Porem, quando enxergamos nossos pecados em Cristo, e Lhe vemos triunfar sobre eles com Sua ressurreição, e sem temor o cremos, nossos pecados estão mortos e desaparecem. Não sobram sobre Cristo, mas sim são tragados pela Sua ressurreição. Agora não vê nenhuma ferida, nenhuma dor, nenhum pecado em absoluto Nele. Por isso Paulo diz em Romanos 4:25 que Jesus “por nossos pecados foi entregue, e ressuscitou para nossa justificação”. Em Seu sofrimento, Cristo deu a conhecer nossos pecados e foi crucificado por eles. Por Sua ressurreição, faz-nos justos e livra-nos de todo pecado. Se você não pode crer, pede a Deus fé para tal. Isso depende totalmente de Deus. Às vezes Ele dá fé de uma forma muito dramática e aberta, em outras ocasiões, de forma secreta e tranquila.

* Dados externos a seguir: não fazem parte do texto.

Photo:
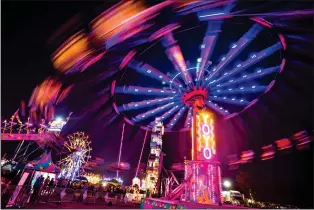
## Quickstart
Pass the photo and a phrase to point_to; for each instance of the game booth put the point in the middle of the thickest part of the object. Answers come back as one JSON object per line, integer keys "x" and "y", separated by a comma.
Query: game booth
{"x": 42, "y": 166}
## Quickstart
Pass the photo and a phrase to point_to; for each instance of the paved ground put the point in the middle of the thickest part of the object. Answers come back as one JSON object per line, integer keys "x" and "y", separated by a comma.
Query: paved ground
{"x": 81, "y": 206}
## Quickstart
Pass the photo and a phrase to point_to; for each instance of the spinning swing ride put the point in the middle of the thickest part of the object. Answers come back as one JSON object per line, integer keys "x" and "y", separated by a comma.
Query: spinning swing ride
{"x": 76, "y": 152}
{"x": 186, "y": 89}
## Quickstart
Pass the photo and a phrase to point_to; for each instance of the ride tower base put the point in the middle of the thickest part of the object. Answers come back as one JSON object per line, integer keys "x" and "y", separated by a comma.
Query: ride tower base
{"x": 202, "y": 182}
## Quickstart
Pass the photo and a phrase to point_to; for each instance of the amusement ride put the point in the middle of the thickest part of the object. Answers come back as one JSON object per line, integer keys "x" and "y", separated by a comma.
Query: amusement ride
{"x": 200, "y": 77}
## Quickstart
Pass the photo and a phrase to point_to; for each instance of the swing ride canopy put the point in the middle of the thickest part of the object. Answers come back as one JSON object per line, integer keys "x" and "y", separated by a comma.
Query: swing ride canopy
{"x": 161, "y": 57}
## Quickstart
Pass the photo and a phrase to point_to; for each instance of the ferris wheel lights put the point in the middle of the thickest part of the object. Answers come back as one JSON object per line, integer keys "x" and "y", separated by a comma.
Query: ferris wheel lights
{"x": 59, "y": 119}
{"x": 234, "y": 46}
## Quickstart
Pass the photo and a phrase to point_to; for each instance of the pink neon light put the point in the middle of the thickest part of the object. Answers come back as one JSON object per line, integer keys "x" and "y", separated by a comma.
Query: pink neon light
{"x": 283, "y": 41}
{"x": 113, "y": 87}
{"x": 128, "y": 121}
{"x": 206, "y": 129}
{"x": 282, "y": 66}
{"x": 231, "y": 115}
{"x": 270, "y": 86}
{"x": 127, "y": 59}
{"x": 116, "y": 108}
{"x": 262, "y": 22}
{"x": 205, "y": 150}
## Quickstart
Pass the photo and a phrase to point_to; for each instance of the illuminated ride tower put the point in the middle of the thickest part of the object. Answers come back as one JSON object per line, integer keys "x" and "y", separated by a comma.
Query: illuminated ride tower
{"x": 155, "y": 158}
{"x": 202, "y": 173}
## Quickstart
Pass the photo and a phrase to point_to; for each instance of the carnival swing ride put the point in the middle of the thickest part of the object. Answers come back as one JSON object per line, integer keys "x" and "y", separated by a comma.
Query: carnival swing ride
{"x": 180, "y": 91}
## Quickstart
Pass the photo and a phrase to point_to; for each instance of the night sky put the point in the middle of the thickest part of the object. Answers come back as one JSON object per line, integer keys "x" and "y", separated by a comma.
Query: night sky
{"x": 288, "y": 179}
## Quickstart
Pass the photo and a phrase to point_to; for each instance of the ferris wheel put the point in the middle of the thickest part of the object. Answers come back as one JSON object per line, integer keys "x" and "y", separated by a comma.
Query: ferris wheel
{"x": 75, "y": 155}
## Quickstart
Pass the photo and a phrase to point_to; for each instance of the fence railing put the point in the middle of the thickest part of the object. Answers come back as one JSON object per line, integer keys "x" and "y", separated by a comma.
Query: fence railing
{"x": 14, "y": 196}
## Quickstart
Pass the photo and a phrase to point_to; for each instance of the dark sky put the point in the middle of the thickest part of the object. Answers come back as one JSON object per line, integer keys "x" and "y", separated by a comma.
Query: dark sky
{"x": 26, "y": 29}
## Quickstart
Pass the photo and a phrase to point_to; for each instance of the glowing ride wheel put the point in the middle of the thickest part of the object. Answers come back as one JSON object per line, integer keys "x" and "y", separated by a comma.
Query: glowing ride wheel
{"x": 75, "y": 155}
{"x": 222, "y": 84}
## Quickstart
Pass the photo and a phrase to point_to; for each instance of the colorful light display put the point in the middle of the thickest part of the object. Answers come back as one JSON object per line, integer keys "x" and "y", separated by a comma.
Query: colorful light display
{"x": 202, "y": 173}
{"x": 79, "y": 149}
{"x": 205, "y": 138}
{"x": 93, "y": 178}
{"x": 155, "y": 157}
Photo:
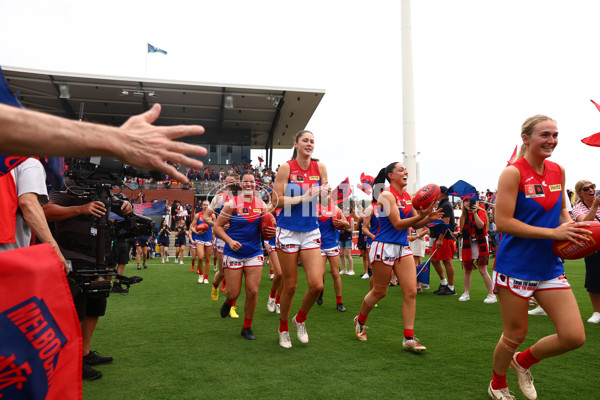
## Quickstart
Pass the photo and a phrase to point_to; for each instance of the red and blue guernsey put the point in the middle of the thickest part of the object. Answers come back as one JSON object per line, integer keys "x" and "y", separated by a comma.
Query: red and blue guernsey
{"x": 207, "y": 235}
{"x": 244, "y": 227}
{"x": 539, "y": 203}
{"x": 387, "y": 233}
{"x": 301, "y": 217}
{"x": 330, "y": 235}
{"x": 374, "y": 224}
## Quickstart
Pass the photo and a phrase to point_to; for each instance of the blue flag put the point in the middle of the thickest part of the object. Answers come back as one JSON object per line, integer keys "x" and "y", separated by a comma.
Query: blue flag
{"x": 152, "y": 49}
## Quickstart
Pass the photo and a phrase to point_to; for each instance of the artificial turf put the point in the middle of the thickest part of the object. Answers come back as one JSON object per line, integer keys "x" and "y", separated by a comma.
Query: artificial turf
{"x": 169, "y": 342}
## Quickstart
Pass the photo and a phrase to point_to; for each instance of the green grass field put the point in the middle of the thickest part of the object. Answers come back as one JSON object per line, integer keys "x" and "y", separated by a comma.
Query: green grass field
{"x": 169, "y": 342}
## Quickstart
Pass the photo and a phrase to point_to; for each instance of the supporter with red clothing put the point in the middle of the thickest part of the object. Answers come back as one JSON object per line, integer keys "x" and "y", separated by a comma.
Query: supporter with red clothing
{"x": 586, "y": 209}
{"x": 242, "y": 254}
{"x": 329, "y": 223}
{"x": 444, "y": 243}
{"x": 475, "y": 247}
{"x": 200, "y": 235}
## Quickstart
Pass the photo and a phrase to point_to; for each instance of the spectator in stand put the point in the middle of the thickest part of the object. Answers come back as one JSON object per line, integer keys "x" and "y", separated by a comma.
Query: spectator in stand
{"x": 586, "y": 209}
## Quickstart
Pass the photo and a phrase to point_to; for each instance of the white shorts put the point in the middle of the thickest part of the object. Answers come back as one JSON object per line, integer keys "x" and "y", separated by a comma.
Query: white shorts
{"x": 526, "y": 289}
{"x": 292, "y": 241}
{"x": 239, "y": 263}
{"x": 335, "y": 251}
{"x": 219, "y": 244}
{"x": 268, "y": 246}
{"x": 418, "y": 247}
{"x": 388, "y": 253}
{"x": 200, "y": 243}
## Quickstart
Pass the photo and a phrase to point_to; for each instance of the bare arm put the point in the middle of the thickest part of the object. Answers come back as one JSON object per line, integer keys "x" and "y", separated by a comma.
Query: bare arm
{"x": 35, "y": 219}
{"x": 137, "y": 142}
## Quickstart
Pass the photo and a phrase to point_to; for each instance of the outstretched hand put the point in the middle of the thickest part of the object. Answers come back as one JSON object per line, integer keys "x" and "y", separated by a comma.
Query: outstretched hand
{"x": 144, "y": 145}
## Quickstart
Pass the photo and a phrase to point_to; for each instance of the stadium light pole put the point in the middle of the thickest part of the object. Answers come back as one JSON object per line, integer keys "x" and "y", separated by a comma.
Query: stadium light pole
{"x": 408, "y": 100}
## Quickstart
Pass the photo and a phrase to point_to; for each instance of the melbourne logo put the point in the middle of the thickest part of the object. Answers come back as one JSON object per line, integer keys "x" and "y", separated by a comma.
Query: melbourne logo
{"x": 31, "y": 342}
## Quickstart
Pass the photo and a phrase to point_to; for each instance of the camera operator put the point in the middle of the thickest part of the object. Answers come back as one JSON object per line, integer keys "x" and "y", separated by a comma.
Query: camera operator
{"x": 74, "y": 214}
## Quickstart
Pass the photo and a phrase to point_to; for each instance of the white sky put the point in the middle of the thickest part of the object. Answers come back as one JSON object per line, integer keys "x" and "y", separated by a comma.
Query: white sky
{"x": 480, "y": 69}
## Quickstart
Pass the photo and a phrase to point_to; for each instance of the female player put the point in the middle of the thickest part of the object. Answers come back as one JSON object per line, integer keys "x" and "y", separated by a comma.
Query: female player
{"x": 297, "y": 185}
{"x": 200, "y": 236}
{"x": 530, "y": 212}
{"x": 329, "y": 225}
{"x": 163, "y": 241}
{"x": 274, "y": 302}
{"x": 390, "y": 251}
{"x": 586, "y": 209}
{"x": 475, "y": 248}
{"x": 242, "y": 254}
{"x": 180, "y": 235}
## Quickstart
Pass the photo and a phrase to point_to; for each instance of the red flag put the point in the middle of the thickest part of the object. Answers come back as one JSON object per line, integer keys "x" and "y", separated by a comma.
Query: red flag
{"x": 341, "y": 192}
{"x": 593, "y": 140}
{"x": 40, "y": 338}
{"x": 366, "y": 183}
{"x": 513, "y": 157}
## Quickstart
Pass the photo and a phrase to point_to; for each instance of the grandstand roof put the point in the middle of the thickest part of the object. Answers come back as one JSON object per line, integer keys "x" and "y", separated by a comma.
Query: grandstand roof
{"x": 261, "y": 114}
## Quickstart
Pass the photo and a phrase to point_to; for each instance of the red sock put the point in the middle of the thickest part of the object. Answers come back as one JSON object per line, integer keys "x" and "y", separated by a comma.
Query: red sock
{"x": 300, "y": 317}
{"x": 498, "y": 381}
{"x": 525, "y": 359}
{"x": 283, "y": 326}
{"x": 362, "y": 318}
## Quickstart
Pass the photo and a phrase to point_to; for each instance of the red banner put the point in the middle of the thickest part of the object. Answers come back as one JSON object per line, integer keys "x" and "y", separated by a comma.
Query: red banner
{"x": 40, "y": 337}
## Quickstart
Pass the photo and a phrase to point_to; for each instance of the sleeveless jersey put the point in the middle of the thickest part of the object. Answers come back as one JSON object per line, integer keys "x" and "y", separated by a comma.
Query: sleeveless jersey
{"x": 374, "y": 224}
{"x": 244, "y": 228}
{"x": 301, "y": 217}
{"x": 387, "y": 233}
{"x": 207, "y": 235}
{"x": 329, "y": 233}
{"x": 539, "y": 203}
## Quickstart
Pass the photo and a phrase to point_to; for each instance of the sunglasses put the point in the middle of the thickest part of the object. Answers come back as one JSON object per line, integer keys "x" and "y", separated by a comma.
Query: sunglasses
{"x": 586, "y": 188}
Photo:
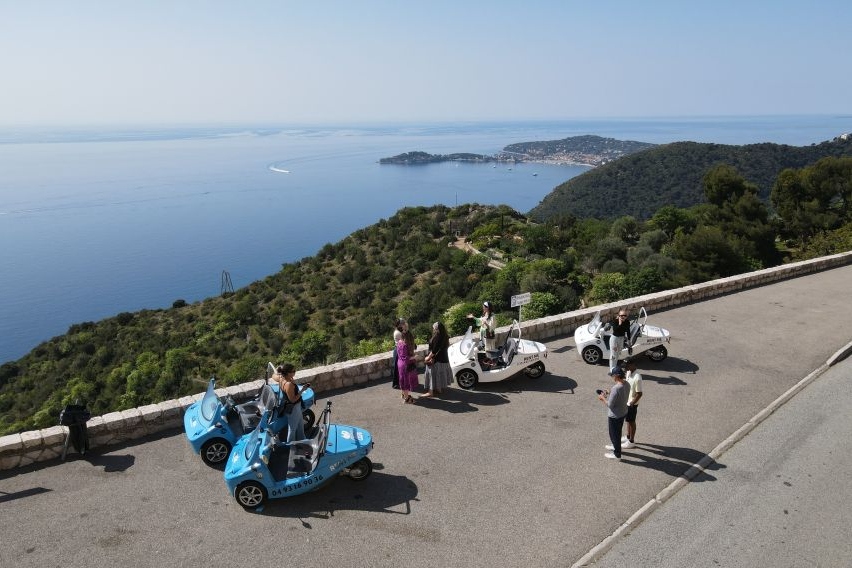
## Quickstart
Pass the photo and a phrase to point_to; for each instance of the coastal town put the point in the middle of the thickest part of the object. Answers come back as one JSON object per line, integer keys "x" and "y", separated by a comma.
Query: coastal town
{"x": 576, "y": 150}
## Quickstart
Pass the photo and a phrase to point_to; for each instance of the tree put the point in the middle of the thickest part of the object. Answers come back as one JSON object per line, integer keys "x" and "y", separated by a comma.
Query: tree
{"x": 606, "y": 288}
{"x": 724, "y": 184}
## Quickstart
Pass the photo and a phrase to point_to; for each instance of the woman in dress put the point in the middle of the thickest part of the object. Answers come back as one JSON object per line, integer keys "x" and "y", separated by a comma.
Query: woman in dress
{"x": 438, "y": 372}
{"x": 407, "y": 366}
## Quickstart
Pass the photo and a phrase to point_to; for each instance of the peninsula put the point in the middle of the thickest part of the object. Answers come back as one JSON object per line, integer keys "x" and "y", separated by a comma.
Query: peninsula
{"x": 576, "y": 150}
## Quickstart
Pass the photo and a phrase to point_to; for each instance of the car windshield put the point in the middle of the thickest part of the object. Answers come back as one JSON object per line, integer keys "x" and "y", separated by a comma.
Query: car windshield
{"x": 594, "y": 324}
{"x": 210, "y": 402}
{"x": 254, "y": 440}
{"x": 466, "y": 343}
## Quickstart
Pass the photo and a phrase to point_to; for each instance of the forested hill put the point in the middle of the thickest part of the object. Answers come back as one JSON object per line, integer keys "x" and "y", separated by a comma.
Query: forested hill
{"x": 671, "y": 174}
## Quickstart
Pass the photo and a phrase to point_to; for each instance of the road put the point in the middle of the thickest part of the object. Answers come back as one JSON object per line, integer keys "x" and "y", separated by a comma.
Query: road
{"x": 509, "y": 474}
{"x": 782, "y": 501}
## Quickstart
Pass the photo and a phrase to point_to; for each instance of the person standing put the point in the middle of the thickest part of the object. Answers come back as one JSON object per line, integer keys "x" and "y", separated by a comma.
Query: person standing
{"x": 399, "y": 325}
{"x": 485, "y": 322}
{"x": 616, "y": 403}
{"x": 438, "y": 371}
{"x": 407, "y": 366}
{"x": 292, "y": 399}
{"x": 634, "y": 380}
{"x": 620, "y": 333}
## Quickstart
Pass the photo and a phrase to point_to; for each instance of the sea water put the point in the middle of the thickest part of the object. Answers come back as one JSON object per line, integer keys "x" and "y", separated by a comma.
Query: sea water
{"x": 94, "y": 222}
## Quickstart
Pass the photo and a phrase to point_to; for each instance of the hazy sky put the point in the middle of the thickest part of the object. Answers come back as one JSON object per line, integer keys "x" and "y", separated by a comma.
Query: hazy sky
{"x": 310, "y": 61}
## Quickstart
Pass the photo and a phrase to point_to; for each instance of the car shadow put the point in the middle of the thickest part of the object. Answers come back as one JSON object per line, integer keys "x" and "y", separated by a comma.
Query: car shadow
{"x": 379, "y": 493}
{"x": 456, "y": 400}
{"x": 667, "y": 380}
{"x": 671, "y": 460}
{"x": 548, "y": 382}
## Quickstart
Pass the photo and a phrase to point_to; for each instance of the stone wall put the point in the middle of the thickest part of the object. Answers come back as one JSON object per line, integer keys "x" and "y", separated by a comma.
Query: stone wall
{"x": 18, "y": 450}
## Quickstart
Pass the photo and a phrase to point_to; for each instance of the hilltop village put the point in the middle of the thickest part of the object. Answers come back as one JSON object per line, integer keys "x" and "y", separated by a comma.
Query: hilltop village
{"x": 576, "y": 150}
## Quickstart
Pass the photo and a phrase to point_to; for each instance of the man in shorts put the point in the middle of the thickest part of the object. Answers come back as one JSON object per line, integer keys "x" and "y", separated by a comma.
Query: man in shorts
{"x": 634, "y": 379}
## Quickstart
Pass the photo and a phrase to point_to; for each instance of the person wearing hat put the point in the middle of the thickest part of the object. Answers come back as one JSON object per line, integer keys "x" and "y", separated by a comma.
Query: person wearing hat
{"x": 486, "y": 326}
{"x": 616, "y": 403}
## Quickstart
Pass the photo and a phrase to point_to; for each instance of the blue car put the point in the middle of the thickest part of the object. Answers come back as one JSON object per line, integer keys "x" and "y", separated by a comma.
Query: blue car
{"x": 261, "y": 467}
{"x": 213, "y": 425}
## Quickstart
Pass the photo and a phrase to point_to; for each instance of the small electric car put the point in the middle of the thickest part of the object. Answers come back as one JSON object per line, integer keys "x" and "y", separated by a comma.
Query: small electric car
{"x": 471, "y": 365}
{"x": 261, "y": 467}
{"x": 592, "y": 340}
{"x": 213, "y": 425}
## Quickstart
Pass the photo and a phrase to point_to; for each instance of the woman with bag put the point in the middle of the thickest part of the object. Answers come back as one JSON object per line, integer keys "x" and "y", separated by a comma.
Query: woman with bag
{"x": 438, "y": 371}
{"x": 407, "y": 366}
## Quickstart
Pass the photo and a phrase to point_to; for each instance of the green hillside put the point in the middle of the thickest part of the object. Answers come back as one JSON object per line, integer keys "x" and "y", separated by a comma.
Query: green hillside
{"x": 641, "y": 183}
{"x": 340, "y": 303}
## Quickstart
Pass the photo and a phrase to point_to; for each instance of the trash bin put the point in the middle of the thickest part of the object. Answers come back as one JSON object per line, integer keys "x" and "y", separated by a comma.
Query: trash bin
{"x": 75, "y": 416}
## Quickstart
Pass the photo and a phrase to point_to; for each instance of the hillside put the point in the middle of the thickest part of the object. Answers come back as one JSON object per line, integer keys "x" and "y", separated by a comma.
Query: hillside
{"x": 671, "y": 174}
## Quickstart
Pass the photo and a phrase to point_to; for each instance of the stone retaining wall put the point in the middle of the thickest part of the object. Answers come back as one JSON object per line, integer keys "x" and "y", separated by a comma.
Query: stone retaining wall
{"x": 18, "y": 450}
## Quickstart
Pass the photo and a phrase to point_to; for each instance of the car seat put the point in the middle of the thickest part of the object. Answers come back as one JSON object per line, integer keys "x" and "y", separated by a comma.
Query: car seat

Portanto, é isso o que deves fazer. Primeiro já deixe de olhar os sofrimentos de Cristo. Fizeram sua obra e te aterrorizaram. Segue adiante através de todas as dificuldades e olha Seu coração amistoso. Veja como está o coração de Deus cheio de amor para contigo. Esse amor O motivou a sobrecarregar a pesada carga de sua consciência e seu pecado. Se você faz isso, seu coração se encherá de doce amor para com Ele. A segurança de sua fé se fortalecerá. Suba mais alto através do coração de Cristo até o coração de Deus, e verás que Cristo não poderia ter-lhe amado se Deus não tivesse desejado isso com Seu amor eterno. Cristo é obediente a esse amor, e assim lhe ama. No coração de Deus tu acharás um coração divino, bondoso, paternal. Como Cristo diz, você será atraído ao Pai por meio de Cristo. Então, entenderá o que Cristo queria dizer quando disse João 3:16 “Porque Deus amou o mundo de tal maneira que deu o seu Filho unigênito, para que todo aquele que nele crê não pereça, mas tenha a vida eterna.”. Assim conhecemos a Deus como ele quer que O conheçamos. Não O conhecemos por Seu poder e sabedoria, que nos atemorizam, mas sim pela Sua bondade e amor. Lá nossa fé e confiança então inamovíveis. Assim a pessoa realmente nasce de novo em Deus.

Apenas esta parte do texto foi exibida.